Malam kini
tiada terasa sunyi lagi, angin berhembus dengan kencangnya menembus batas jiwa
dan sejukkan raga. Bintang kini bersinar amat terang temani bulan yang sesekali
meredup tertutup oleh awan. Mimpi-mimpi mulai terukir di kisah yang baru tanpa
ada seorang pengganggupun. Bebas berangan tanpa peduli ditertawakan. Kisah baru
itu kumulai dari saat ini. Saat dimana aku benar merasa sebagai barang berharga
bagi orang lain. Saat dimana tatapan mata ini hanya untuk menjadikanku seolah
sang juara, bukan taatapan mata agar diingat oleh orang atau sebatas mendapat
perhatian.
“Hey, apa yang
kini ada dalam anganmu teman?” tanya hati kecil ini pada diri yang tengah
menghadap kepada cermin bergelombang.
“Tidak, aku
hanya mencoba untuk benar-benar mengerti siapa aku dan bagaimana yang
seharusnya aku lakukan. Hanya sebatas ingin tahu seberapa aku dapat dihargai
orang lain.”
Mimpi memang
tak selamanya bisa menjadi nyaa, namun setidaknya ada perjuangan yangkelak
dapat kita ceritakan. Akau memang bukan sang juara, aku hanyalah pecundang bagi
diriku sendiri dan tiada yang mampu mengerti betapa aku merindukan saat dimana
namaku dielukan di depan khalayak. “Entah, aku sendiri lupa kapan terakhir hal
itu terjadi. Atau bahkan memang tidak pernah. Aku merindu akan hal ang tidak
pernah aku lakukan.”
Ini bukan
tentang cinta teman, ini hanya seuah narasi fiksi yang tiada kaitannya dengan
hidupmu, hidupku, atau hidup siapapun di dunia ini. Kau kelak asti akan
menemukan hal yang jauh lebih baik dari ini. Iya, suatu saat nanti.
“Lihat dirimu
sekarang!

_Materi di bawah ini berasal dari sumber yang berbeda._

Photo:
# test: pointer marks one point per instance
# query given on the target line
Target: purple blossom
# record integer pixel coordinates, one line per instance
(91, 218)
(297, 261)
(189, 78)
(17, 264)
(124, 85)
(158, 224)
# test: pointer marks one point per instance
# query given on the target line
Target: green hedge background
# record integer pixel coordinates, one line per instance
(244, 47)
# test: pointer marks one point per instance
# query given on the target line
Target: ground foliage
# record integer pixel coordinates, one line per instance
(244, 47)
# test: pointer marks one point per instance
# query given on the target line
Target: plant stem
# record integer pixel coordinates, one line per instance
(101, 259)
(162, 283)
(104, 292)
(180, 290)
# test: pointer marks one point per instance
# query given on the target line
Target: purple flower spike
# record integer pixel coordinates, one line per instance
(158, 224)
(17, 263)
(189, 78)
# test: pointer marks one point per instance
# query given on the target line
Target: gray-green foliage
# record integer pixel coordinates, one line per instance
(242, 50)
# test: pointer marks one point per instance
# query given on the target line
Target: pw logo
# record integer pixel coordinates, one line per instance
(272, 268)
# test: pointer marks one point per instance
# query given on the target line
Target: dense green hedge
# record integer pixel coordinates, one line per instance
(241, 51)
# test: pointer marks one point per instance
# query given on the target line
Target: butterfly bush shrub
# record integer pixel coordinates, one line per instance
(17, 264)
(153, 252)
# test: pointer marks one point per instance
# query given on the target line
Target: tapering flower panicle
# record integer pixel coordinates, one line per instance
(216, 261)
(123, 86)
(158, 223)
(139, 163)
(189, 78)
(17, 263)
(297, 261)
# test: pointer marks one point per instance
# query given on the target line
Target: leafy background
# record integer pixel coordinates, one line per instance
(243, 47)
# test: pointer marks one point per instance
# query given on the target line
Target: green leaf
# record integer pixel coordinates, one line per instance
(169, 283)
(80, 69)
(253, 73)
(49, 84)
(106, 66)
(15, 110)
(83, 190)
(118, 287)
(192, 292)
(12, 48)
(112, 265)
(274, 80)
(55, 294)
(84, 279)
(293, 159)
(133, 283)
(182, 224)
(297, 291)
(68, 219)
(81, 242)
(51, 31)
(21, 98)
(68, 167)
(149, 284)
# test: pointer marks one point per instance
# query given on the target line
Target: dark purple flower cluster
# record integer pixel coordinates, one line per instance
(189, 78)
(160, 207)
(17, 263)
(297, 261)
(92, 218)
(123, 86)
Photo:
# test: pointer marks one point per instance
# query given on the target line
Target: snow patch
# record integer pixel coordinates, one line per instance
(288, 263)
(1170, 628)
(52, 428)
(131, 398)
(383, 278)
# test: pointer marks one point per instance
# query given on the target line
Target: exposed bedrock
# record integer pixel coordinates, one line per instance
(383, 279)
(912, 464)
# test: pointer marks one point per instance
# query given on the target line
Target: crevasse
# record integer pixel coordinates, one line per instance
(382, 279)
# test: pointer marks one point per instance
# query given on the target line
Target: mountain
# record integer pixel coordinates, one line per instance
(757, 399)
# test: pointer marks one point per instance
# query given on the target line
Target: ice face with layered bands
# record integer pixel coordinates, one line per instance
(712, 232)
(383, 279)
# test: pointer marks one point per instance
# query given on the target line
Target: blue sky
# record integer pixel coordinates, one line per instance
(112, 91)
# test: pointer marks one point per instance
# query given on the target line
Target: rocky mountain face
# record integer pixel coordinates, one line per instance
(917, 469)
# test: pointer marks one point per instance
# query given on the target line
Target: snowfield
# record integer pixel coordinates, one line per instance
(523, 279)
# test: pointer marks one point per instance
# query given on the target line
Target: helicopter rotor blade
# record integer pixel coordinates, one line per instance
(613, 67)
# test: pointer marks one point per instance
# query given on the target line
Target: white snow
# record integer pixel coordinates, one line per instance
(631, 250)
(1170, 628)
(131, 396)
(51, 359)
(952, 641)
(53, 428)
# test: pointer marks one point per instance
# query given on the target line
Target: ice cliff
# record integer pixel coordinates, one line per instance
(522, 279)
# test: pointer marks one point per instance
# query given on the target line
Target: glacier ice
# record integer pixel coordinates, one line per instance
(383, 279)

Dulu kau pernah menjadi emas yang tenggelam milik ibu pertiwi. Tapi
kini, siapa dirimu? Adakah yang mengenalmu?”
“Ya, mungkin
memang tidak ada yang mengenalku untuk saat ini. Tapi akan kupastikan suatu
ketika, namaku akan terpajang di setiap pintu rumah. Setiap barang yang dsukai
oleh anak-anak.”
Mungkin ini
kahayalan yang terlalu tiada berarti, namun aku yakin. Tidak akan ada mimpi
yang tersiakan.
“Ehem,,,,,”
Bidadari malam
nampak jelita berkacamata menghampiri sang pangeran kesepian dalam
keheningannya. Nampak wajah sibuk bak tembok rata tak peduli akan apa yang ada
di sampingnya. Hanya masih sibuk menatap langit malam yang penuh akan bintang
dan diiringi bias indah sinar bulan pada mata tajamnya yang nampak begitu seius
menatapnya.
“Hey, jangan
ngalamun lah..... kau tak lihat ada bidadari cantik duduk disampingmu?”
“Hmmmfftttt......”
hembus nafas panjang dari rongga pernafasan layaknya truk membuang asap dari
knalpot yang tengah distarter.
“Ah, kau tak
pernah berubah sejak dahulu. Sejak zaman di mana api masih menyala di
tembok-tembok penduduk. Kurang lamaKah waktu untukmu menjadi seseorang yang
lebih menyenangkan? Cobalah kau hibur gadis manis mempesona ini. Jangan kau
siakan senyum manis yang ada di sampingmu. Kapan lagi ada yang mau mendekatimu?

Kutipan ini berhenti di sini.